A couple of days ago we asked the Phi100 Panel of Westminster ‘insiders’, which includes, leading politicians, policy, and media figures, about realistic targets for reducing the UK’s burgeoning public debt.
Given that it is now received wisdom that “there will be blood” – i.e. there will have to be substantial cuts in public sending and services to reduce the debt – it’s not unreasonable to assume that our political class might have some idea of how much blood, and by when?
Almost a third (29%) simply “don’t know” what the national debt target should be after two Parliaments. (Gordon Brown’s original target was no more than 40% of GDP).
Of the two thirds that do, their opinion is deeply divided. Almost another third (28%) think that the best that can be expected in two Parliaments is a reduction to 50% of GDP and only slightly less (26%) think 60% is possible (which is similar to some other major countries – e.g. Germany).

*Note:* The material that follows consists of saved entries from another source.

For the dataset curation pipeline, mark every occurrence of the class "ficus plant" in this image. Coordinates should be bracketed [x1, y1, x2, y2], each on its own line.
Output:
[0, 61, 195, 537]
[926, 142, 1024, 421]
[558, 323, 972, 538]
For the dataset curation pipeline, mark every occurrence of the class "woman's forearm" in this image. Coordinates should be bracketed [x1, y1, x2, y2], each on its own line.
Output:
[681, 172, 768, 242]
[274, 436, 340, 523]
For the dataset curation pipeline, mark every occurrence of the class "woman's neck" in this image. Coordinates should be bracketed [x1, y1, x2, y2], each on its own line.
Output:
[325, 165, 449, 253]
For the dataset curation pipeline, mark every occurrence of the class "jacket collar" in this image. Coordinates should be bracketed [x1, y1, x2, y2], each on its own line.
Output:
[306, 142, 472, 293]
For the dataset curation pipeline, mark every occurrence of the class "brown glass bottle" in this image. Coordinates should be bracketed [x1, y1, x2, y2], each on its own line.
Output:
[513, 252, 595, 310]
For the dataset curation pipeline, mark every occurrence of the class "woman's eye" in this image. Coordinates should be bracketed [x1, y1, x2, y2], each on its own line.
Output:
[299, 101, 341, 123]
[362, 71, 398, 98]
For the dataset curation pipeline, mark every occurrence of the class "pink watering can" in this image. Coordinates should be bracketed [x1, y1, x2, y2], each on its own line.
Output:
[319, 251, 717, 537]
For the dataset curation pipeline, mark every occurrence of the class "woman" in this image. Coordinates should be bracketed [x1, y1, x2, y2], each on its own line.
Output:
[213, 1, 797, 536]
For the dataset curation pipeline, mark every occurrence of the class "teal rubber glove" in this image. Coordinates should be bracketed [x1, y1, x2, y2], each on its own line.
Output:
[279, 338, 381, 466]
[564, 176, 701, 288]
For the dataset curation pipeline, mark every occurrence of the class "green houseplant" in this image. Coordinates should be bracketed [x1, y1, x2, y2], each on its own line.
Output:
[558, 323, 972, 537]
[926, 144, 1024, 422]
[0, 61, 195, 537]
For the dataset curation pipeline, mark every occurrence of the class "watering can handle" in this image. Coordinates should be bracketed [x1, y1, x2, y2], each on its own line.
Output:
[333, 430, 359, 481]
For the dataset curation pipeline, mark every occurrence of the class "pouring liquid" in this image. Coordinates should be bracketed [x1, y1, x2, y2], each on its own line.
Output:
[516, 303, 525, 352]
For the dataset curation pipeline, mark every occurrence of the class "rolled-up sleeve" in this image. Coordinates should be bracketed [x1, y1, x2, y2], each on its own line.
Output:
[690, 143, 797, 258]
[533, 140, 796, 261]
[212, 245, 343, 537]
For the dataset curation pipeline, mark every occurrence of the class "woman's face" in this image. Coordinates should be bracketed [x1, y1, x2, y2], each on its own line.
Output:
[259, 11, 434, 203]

Only 11% think getting back to Gordon Brown’s 40% target is feasible – which is by implication what the Tory opposition is suggesting they will do (and sometimes they seem to be saying within one Parliament rather than two).
The average response of those who did have an opinion was that after two Parliaments the best that could be hoped for was down to around 53% of GDP. In my opinion even that figure is highly optimistic – without real blood on the streets.